By the analysis of the reasons for acceptance and hesitancy of the COVID-19 vaccine, we can learn about the individual’s attitude and perception related with vaccination, and their vaccine hesitancy behaviors. The study provided evidence supports and supplements to the theory of planned behavior by which most previous studies investigated vaccination intention against COVID-1943, thereby could help public health policy makers and vaccine promoters increase the understanding of individual behavioral decision-making and provide more accurate predictions and intervention strategies.

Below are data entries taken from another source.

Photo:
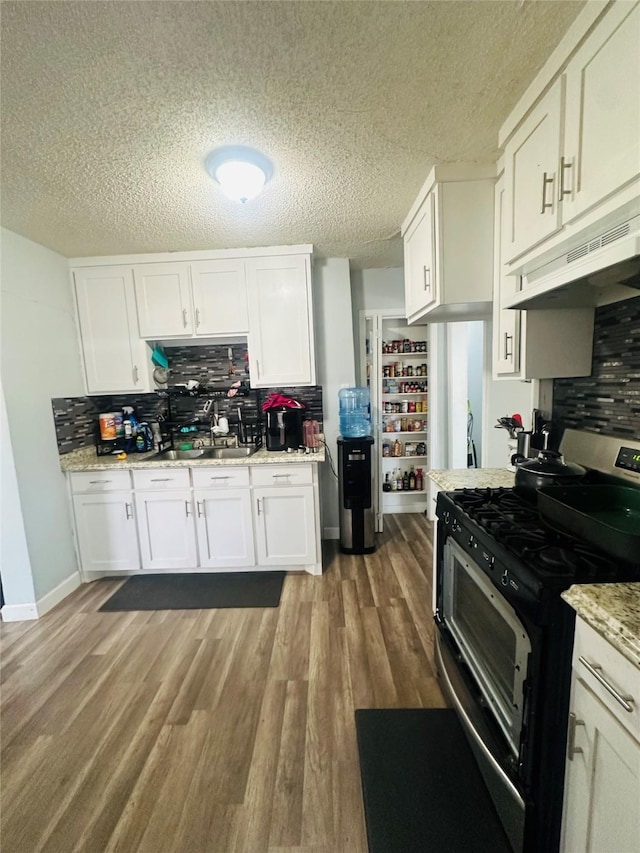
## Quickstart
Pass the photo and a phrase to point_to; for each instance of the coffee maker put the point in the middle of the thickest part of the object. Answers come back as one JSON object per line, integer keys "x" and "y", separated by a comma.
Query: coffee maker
{"x": 284, "y": 428}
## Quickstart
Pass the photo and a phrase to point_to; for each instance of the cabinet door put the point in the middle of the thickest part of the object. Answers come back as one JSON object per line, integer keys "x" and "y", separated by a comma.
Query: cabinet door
{"x": 107, "y": 535}
{"x": 220, "y": 297}
{"x": 506, "y": 321}
{"x": 532, "y": 157}
{"x": 285, "y": 525}
{"x": 602, "y": 783}
{"x": 114, "y": 355}
{"x": 280, "y": 321}
{"x": 167, "y": 530}
{"x": 602, "y": 137}
{"x": 225, "y": 531}
{"x": 419, "y": 260}
{"x": 163, "y": 300}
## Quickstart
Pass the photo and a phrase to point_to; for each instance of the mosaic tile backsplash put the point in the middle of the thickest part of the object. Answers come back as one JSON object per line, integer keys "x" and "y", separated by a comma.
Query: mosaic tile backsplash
{"x": 608, "y": 401}
{"x": 76, "y": 418}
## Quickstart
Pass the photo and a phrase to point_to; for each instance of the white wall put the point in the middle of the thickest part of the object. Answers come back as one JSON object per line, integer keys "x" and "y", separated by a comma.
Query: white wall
{"x": 375, "y": 290}
{"x": 335, "y": 369}
{"x": 15, "y": 566}
{"x": 503, "y": 397}
{"x": 40, "y": 360}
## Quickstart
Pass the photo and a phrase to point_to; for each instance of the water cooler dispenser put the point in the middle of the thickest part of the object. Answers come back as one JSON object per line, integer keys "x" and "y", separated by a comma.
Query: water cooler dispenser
{"x": 355, "y": 445}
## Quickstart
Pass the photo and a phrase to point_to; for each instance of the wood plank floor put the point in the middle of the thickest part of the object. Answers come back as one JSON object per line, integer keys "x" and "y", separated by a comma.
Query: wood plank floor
{"x": 213, "y": 730}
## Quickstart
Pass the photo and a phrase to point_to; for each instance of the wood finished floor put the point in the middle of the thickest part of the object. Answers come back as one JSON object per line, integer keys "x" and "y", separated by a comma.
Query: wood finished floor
{"x": 213, "y": 731}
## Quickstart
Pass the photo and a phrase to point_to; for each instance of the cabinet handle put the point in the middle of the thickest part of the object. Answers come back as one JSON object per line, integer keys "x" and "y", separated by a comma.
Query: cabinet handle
{"x": 572, "y": 749}
{"x": 594, "y": 669}
{"x": 545, "y": 180}
{"x": 507, "y": 338}
{"x": 563, "y": 165}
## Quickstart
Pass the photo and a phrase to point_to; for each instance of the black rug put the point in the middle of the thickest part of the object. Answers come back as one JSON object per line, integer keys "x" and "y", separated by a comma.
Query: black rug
{"x": 198, "y": 591}
{"x": 422, "y": 789}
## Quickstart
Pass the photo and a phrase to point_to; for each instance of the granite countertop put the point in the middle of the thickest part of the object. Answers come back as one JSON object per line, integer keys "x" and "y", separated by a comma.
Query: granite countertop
{"x": 87, "y": 460}
{"x": 472, "y": 478}
{"x": 613, "y": 610}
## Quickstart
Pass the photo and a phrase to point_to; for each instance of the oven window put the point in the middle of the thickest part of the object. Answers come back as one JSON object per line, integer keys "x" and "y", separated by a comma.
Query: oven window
{"x": 492, "y": 640}
{"x": 488, "y": 633}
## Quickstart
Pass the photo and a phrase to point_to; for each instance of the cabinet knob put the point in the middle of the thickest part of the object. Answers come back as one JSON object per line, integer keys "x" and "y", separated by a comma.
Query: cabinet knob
{"x": 563, "y": 166}
{"x": 594, "y": 669}
{"x": 572, "y": 749}
{"x": 546, "y": 204}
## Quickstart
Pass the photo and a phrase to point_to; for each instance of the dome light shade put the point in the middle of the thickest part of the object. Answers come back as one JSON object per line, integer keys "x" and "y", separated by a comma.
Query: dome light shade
{"x": 241, "y": 172}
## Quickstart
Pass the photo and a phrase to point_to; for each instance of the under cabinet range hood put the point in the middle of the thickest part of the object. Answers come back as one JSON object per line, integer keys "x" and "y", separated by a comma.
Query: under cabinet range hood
{"x": 595, "y": 272}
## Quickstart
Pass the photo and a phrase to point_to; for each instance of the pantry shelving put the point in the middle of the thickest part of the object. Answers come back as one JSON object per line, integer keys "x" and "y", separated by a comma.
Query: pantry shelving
{"x": 395, "y": 367}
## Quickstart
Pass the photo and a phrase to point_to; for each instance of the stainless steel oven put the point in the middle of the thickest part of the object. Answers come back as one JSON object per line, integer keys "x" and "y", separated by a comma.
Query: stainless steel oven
{"x": 492, "y": 640}
{"x": 504, "y": 635}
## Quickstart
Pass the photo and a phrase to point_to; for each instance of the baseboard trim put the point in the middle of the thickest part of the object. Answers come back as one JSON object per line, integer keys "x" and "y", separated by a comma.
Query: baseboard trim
{"x": 55, "y": 596}
{"x": 19, "y": 612}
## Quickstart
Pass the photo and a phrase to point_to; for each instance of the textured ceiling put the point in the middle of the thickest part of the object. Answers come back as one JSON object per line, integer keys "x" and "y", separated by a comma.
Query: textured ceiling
{"x": 109, "y": 109}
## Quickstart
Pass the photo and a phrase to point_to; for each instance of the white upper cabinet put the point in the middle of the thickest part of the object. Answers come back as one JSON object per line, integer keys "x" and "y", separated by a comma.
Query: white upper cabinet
{"x": 448, "y": 244}
{"x": 572, "y": 161}
{"x": 164, "y": 300}
{"x": 220, "y": 297}
{"x": 419, "y": 257}
{"x": 115, "y": 358}
{"x": 602, "y": 130}
{"x": 531, "y": 164}
{"x": 281, "y": 350}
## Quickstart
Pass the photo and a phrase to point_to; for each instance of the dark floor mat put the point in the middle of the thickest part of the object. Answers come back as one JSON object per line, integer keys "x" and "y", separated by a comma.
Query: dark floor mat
{"x": 196, "y": 591}
{"x": 422, "y": 789}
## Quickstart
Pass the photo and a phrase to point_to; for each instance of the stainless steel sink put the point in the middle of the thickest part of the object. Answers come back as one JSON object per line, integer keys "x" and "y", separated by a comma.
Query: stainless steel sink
{"x": 228, "y": 452}
{"x": 181, "y": 454}
{"x": 209, "y": 453}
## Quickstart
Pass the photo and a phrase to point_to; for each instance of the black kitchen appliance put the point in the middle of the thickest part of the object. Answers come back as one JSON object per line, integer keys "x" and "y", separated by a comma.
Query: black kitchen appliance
{"x": 284, "y": 428}
{"x": 504, "y": 635}
{"x": 357, "y": 528}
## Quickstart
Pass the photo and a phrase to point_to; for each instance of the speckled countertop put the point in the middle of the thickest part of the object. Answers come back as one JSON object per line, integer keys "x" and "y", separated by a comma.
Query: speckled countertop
{"x": 472, "y": 478}
{"x": 613, "y": 610}
{"x": 87, "y": 460}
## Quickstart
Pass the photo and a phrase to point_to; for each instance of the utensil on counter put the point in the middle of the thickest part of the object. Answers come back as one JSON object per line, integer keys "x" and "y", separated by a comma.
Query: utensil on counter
{"x": 547, "y": 469}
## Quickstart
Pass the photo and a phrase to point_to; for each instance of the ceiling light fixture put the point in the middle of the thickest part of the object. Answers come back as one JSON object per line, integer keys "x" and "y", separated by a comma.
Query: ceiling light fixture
{"x": 241, "y": 172}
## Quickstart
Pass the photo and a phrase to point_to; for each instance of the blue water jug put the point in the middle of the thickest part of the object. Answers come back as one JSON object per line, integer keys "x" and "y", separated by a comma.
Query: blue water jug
{"x": 355, "y": 414}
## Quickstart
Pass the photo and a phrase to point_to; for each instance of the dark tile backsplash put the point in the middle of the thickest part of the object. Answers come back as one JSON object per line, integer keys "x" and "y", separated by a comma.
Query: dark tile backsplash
{"x": 608, "y": 401}
{"x": 76, "y": 418}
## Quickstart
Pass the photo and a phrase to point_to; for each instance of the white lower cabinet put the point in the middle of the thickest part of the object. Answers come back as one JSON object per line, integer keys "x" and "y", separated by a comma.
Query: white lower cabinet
{"x": 201, "y": 519}
{"x": 106, "y": 532}
{"x": 602, "y": 782}
{"x": 223, "y": 525}
{"x": 166, "y": 526}
{"x": 285, "y": 526}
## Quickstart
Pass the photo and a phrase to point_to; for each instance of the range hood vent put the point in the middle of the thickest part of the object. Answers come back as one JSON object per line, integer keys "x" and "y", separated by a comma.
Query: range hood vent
{"x": 597, "y": 272}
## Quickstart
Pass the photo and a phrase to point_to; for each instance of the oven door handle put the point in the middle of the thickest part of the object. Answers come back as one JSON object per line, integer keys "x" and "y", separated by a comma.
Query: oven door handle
{"x": 477, "y": 737}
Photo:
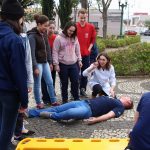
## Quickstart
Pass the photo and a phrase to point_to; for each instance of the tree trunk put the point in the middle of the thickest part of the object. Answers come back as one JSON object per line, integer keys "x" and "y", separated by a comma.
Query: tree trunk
{"x": 84, "y": 3}
{"x": 104, "y": 23}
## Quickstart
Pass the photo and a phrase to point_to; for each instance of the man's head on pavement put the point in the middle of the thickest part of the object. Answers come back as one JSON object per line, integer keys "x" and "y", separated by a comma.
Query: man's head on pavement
{"x": 127, "y": 102}
{"x": 82, "y": 16}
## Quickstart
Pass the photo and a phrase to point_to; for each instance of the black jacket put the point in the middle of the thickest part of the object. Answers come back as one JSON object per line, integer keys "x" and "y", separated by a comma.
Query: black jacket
{"x": 13, "y": 74}
{"x": 40, "y": 49}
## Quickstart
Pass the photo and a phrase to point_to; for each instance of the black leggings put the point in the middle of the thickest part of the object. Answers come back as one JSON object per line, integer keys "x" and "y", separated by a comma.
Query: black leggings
{"x": 97, "y": 89}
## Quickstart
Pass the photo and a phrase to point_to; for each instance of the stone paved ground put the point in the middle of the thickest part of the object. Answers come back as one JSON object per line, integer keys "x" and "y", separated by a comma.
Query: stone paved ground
{"x": 118, "y": 128}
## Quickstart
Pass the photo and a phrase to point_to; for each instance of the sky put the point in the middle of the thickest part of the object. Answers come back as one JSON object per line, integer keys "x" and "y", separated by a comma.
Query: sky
{"x": 134, "y": 6}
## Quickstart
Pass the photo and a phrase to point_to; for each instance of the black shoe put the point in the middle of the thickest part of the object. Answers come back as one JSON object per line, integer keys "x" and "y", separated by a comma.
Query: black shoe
{"x": 28, "y": 133}
{"x": 128, "y": 148}
{"x": 19, "y": 138}
{"x": 11, "y": 146}
{"x": 83, "y": 93}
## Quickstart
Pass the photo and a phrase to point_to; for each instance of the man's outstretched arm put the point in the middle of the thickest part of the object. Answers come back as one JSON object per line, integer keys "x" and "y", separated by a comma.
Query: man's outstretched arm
{"x": 104, "y": 117}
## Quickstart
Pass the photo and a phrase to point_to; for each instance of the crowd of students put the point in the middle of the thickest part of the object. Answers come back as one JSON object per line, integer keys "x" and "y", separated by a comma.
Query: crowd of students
{"x": 30, "y": 61}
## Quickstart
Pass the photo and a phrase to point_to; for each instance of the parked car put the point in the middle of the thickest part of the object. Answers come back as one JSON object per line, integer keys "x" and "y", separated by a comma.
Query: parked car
{"x": 130, "y": 32}
{"x": 147, "y": 33}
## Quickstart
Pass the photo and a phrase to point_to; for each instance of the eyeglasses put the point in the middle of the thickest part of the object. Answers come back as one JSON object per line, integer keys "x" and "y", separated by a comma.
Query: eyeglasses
{"x": 72, "y": 31}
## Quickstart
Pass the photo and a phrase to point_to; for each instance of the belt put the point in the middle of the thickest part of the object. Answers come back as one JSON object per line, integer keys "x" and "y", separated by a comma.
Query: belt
{"x": 88, "y": 102}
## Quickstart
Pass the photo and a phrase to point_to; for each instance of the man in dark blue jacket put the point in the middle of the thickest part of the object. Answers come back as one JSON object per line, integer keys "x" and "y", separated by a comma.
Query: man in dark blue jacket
{"x": 140, "y": 135}
{"x": 13, "y": 75}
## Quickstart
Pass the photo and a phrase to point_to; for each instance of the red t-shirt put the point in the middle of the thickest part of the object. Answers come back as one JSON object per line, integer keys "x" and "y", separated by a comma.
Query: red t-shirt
{"x": 86, "y": 36}
{"x": 51, "y": 40}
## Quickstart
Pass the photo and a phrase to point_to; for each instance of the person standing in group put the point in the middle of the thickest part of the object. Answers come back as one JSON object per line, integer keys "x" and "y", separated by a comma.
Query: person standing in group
{"x": 102, "y": 78}
{"x": 20, "y": 131}
{"x": 140, "y": 134}
{"x": 51, "y": 38}
{"x": 13, "y": 73}
{"x": 41, "y": 59}
{"x": 86, "y": 35}
{"x": 94, "y": 50}
{"x": 67, "y": 60}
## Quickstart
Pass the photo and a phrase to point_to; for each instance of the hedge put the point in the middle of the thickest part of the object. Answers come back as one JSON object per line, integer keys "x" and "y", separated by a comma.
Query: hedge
{"x": 132, "y": 61}
{"x": 115, "y": 43}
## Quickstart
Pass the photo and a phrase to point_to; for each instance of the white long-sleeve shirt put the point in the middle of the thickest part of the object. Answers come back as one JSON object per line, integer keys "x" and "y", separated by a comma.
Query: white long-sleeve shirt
{"x": 28, "y": 59}
{"x": 106, "y": 78}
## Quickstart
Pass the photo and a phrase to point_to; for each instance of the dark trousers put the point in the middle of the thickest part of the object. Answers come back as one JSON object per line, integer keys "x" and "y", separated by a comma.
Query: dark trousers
{"x": 9, "y": 105}
{"x": 19, "y": 125}
{"x": 45, "y": 95}
{"x": 86, "y": 64}
{"x": 69, "y": 72}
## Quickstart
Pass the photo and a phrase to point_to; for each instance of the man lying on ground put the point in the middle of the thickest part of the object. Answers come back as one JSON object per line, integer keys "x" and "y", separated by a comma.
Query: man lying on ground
{"x": 140, "y": 135}
{"x": 94, "y": 110}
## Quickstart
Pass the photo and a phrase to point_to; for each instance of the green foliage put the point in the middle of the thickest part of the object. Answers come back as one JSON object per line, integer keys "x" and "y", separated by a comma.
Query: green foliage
{"x": 65, "y": 11}
{"x": 26, "y": 3}
{"x": 132, "y": 61}
{"x": 48, "y": 8}
{"x": 113, "y": 42}
{"x": 147, "y": 23}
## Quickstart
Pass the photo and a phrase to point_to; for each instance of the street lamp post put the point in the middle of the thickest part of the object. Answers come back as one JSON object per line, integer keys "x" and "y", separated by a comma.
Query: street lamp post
{"x": 89, "y": 4}
{"x": 122, "y": 6}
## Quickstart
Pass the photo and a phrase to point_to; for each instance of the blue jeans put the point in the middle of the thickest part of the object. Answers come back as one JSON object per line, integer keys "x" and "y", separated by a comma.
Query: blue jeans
{"x": 71, "y": 110}
{"x": 9, "y": 105}
{"x": 86, "y": 64}
{"x": 69, "y": 72}
{"x": 44, "y": 69}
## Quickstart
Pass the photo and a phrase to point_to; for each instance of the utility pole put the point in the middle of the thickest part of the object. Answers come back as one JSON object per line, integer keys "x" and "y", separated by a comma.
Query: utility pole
{"x": 122, "y": 6}
{"x": 89, "y": 4}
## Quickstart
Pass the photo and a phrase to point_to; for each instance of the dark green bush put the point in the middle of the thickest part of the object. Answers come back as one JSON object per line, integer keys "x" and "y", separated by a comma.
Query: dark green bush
{"x": 113, "y": 42}
{"x": 132, "y": 61}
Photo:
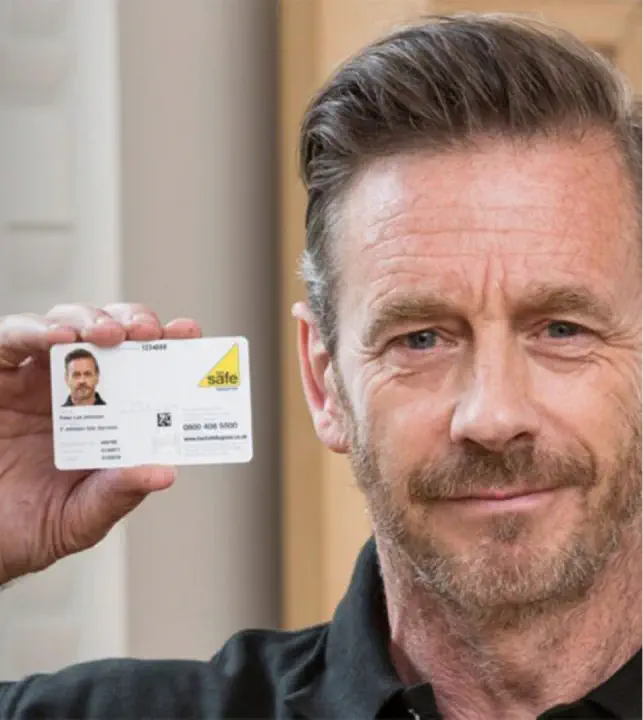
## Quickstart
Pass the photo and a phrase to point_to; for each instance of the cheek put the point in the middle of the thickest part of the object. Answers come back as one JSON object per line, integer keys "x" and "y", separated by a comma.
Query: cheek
{"x": 598, "y": 406}
{"x": 405, "y": 426}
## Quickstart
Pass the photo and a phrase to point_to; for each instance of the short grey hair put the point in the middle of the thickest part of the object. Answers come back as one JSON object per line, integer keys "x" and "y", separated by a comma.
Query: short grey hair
{"x": 442, "y": 84}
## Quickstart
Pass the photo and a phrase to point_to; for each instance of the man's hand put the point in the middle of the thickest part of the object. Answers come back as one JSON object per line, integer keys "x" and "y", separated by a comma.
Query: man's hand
{"x": 46, "y": 514}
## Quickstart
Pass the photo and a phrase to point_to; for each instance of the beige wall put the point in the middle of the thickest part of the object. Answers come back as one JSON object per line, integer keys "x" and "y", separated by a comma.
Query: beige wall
{"x": 198, "y": 221}
{"x": 137, "y": 140}
{"x": 324, "y": 520}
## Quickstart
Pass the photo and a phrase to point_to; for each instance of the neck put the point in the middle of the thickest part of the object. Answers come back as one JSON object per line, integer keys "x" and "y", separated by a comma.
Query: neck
{"x": 482, "y": 670}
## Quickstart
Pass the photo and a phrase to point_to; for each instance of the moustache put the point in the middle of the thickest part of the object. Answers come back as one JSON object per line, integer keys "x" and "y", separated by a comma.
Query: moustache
{"x": 474, "y": 469}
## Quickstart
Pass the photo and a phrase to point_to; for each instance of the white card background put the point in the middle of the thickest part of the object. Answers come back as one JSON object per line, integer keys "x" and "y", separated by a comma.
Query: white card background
{"x": 155, "y": 410}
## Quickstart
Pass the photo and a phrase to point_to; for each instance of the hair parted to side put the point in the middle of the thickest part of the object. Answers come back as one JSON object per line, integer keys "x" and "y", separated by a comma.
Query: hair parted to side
{"x": 440, "y": 85}
{"x": 79, "y": 354}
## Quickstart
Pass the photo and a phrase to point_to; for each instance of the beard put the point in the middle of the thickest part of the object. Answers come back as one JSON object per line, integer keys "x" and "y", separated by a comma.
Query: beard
{"x": 504, "y": 579}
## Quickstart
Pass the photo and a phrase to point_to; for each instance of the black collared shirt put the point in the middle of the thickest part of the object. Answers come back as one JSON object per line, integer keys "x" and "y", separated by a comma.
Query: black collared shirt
{"x": 98, "y": 400}
{"x": 338, "y": 670}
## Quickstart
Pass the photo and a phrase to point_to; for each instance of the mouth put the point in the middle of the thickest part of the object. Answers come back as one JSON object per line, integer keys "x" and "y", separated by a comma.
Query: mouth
{"x": 510, "y": 499}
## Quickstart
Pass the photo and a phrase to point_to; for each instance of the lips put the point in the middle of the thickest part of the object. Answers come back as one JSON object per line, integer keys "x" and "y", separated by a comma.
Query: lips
{"x": 506, "y": 494}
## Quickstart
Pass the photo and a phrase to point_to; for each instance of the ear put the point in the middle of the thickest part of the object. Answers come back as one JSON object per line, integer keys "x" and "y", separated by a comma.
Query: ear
{"x": 318, "y": 380}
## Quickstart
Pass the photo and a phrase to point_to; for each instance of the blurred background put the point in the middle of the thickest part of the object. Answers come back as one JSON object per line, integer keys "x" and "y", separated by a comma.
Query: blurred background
{"x": 148, "y": 153}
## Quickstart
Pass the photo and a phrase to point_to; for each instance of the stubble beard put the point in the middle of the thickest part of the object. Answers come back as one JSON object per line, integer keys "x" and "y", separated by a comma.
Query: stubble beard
{"x": 480, "y": 587}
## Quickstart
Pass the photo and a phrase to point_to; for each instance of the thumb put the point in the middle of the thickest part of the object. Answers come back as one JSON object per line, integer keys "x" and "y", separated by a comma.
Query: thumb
{"x": 106, "y": 496}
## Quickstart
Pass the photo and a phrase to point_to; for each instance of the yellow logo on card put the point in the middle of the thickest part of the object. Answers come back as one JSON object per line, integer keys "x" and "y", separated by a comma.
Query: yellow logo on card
{"x": 226, "y": 373}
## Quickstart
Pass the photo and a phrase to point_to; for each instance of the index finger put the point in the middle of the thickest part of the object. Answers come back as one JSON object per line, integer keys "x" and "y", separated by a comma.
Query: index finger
{"x": 23, "y": 336}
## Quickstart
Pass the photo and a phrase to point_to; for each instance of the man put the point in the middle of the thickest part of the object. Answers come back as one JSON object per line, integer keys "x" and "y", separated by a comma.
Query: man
{"x": 473, "y": 341}
{"x": 82, "y": 375}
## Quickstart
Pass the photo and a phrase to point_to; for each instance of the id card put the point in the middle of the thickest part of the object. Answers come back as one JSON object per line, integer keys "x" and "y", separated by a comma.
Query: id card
{"x": 167, "y": 402}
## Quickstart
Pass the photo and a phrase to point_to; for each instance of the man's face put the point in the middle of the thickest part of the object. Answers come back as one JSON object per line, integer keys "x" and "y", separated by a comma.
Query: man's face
{"x": 82, "y": 379}
{"x": 490, "y": 337}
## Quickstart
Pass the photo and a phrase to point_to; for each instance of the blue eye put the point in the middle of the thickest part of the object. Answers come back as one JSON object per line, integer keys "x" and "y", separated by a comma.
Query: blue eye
{"x": 563, "y": 330}
{"x": 422, "y": 340}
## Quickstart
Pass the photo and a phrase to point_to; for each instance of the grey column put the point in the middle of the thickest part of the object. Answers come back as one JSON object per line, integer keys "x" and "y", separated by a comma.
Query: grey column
{"x": 198, "y": 212}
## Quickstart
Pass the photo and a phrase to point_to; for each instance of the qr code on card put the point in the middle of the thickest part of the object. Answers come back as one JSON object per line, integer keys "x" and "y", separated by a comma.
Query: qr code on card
{"x": 163, "y": 419}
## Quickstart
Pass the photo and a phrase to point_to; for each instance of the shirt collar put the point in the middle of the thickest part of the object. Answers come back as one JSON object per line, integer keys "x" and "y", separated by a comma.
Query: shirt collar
{"x": 360, "y": 681}
{"x": 358, "y": 677}
{"x": 622, "y": 694}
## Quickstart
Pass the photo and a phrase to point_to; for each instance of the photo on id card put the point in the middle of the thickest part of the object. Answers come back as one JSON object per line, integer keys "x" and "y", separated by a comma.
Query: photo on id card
{"x": 167, "y": 402}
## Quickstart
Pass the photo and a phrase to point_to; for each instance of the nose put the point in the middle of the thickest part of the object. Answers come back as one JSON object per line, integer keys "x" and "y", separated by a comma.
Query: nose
{"x": 495, "y": 409}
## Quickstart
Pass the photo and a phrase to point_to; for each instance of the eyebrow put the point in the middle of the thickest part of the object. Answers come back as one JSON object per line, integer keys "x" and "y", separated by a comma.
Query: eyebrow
{"x": 537, "y": 299}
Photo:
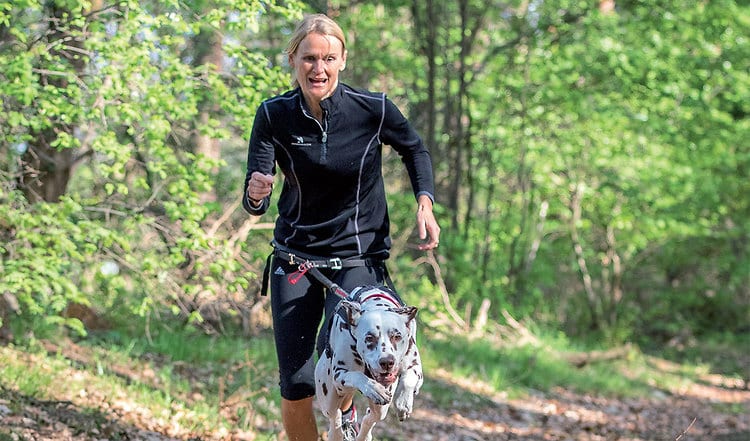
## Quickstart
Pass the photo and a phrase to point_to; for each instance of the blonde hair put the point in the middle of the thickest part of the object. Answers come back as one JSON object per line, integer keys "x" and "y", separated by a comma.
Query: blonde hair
{"x": 314, "y": 23}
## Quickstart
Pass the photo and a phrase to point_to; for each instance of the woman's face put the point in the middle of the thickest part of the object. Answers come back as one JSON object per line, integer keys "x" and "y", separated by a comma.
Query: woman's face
{"x": 317, "y": 63}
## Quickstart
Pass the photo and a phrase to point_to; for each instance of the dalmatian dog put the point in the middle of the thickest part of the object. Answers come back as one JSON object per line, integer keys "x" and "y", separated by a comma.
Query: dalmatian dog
{"x": 371, "y": 348}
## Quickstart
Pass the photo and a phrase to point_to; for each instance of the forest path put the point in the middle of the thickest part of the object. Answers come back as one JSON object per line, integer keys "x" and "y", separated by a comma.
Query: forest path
{"x": 715, "y": 408}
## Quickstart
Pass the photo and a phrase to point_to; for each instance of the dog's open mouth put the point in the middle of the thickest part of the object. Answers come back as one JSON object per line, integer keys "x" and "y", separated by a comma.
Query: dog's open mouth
{"x": 386, "y": 378}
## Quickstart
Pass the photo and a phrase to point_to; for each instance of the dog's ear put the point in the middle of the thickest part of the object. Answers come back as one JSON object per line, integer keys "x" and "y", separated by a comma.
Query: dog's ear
{"x": 408, "y": 311}
{"x": 353, "y": 310}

Although the COVID-19 pandemic seems over, the challenge of respiratory infectious disease on the healthcare system still remains. When faced with other emerging infectious diseases, we should realize the importance of education and communication with people learned from this study, to timely communicate the safety and importance of vaccines, and to enhance the accuracy and transparency of information dissemination in case of the spread of false information that confuses the public’s perception of infectious diseases and vaccination likely resulting in vaccine hesitancy.

Our study has some limitations. The participants of the study were staff of a single hospital in Beijing, not involving staff in multi-centers, which might affect the representativeness of subjects and the generalization of findings. Moreover, the online questionnaire was a self-filled questionnaire which might lead to errors in the information by wrong memory and judgment of respondents, accordingly we have adopted quality control to reduce information bias. Furthermore, we did not involve qualitative analyses in our quantitative study, which could provide deeper insights into the reasons behind vaccine hesitancy.

Conclusions

This study investigated hospital staff's willingness to vaccination against COVID-19 and potential influencing factors associated vaccine hesitancy. In the post-epidemic era, hospitals should strengthen the publicity of vaccine-related knowledge in COVID-19 through internal management, media and social platform to improve hospital staff's attitude and willingness to vaccinations, and thus reduce their vaccine hesitancy, which will further improve vaccination rate, strengthen individual protection and limit the spread of virus. Furthermore, medical workers can be encouraged to proactively correct the misinformation in the public domain about vaccination from a professional point of view, so as to help realize a goal of universal vaccination for COVID-19.